Python 3.10 or higher
Your DashScope API key in an environment variable DASHSCOPE_API_KEY

Install the required packages:

bash

uv pip install agentscope fastapi uvicorn websockets
# or
# pip install agentscope

Usage

1. Start the Server

Run the FastAPI server:

bash

cd examples/agent/realtime_voice_agent
python run_server.py

The server will start on http://localhost:8000 by default.

2. Open the Web Interface

Open your web browser and navigate to:

http://localhost:8000

You will see a web interface with:

Configuration panel (instructions and user name)
Voice control buttons (Start Recording, Stop Recording, Disconnect)
Video recording button (Start Video Recording)
Text input field
Message display area
Video preview area (when video recording is active)

3. Start Conversation

Configure the Agent (optional):
- Modify the "Instructions" to customize the agent's behavior
- Enter your name in the "User Name" field
Start Voice Recording:
- Click the "🎤 Start Recording" button
- Allow microphone access when prompted by your browser
- Speak naturally to the agent
- The agent will respond with voice and text
Stop Recording:
- Click "⏹️ Stop Recording" to pause voice input
Video Recording (Optional):
- Click the "📹 Start Video Recording" button to start video recording
- Allow camera access when prompted by your browser
- The system will automatically capture and send video frames to the server at 1 frame per second (1 fps)
- A video preview will be displayed while recording
- Click "🔴 Stop Video Recording" to stop recording
- Note: Video recording requires an active voice chat session.

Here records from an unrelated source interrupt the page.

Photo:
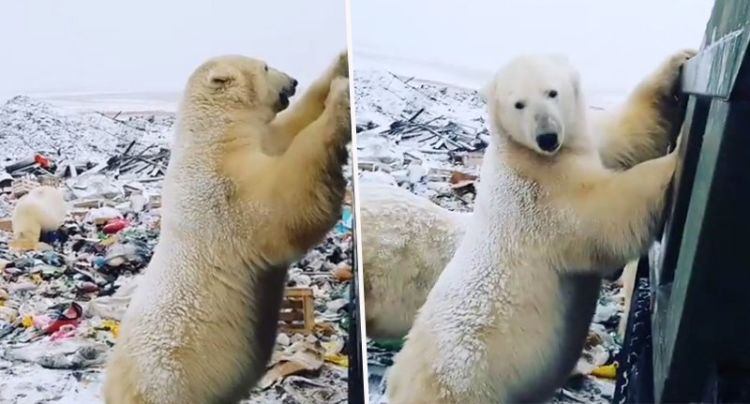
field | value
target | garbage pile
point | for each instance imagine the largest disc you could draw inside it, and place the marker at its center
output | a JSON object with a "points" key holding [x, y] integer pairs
{"points": [[61, 303], [429, 138]]}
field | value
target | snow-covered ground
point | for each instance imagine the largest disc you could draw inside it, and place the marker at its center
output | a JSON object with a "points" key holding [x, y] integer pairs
{"points": [[420, 62], [38, 365], [448, 123]]}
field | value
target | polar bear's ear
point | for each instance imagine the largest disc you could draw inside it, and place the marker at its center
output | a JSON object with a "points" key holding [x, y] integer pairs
{"points": [[220, 76]]}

Please start voice chat first before starting video recording.

Switching Models

AgentScope supports multiple realtime voice models. By default, this example uses DashScope's qwen3-omni-flash-realtime model, but you can easily switch to other providers.

Supported Models

GeminiRealtimeModel
OpenAIRealtimeModel

How to Switch Models

Edit run_server.py and replace the model initialization code:

For OpenAI:

python

from agentscope.realtime import OpenAIRealtimeModel

agent = RealtimeAgent(
    name="Friday",
    sys_prompt=sys_prompt,
    model=OpenAIRealtimeModel(
        model_name="gpt-4o-realtime-preview",
        api_key=os.getenv("OPENAI_API_KEY"),
        voice="alloy",  # Options: "alloy", "echo", "marin", "cedar"
    ),
)

For Gemini:

python

from agentscope.realtime import GeminiRealtimeModel

agent = RealtimeAgent(
    name="Friday",
    sys_prompt=sys_prompt,
    model=GeminiRealtimeModel(
        model_name="gemini-2.5-flash-native-audio-preview-09-2025",
        api_key=os.getenv("GEMINI_API_KEY"),
        voice="Puck",  # Options: "Puck", "Charon", "Kore", "Fenrir"
    ),
)

Don't forget to set the corresponding API key environment variable before starting the server!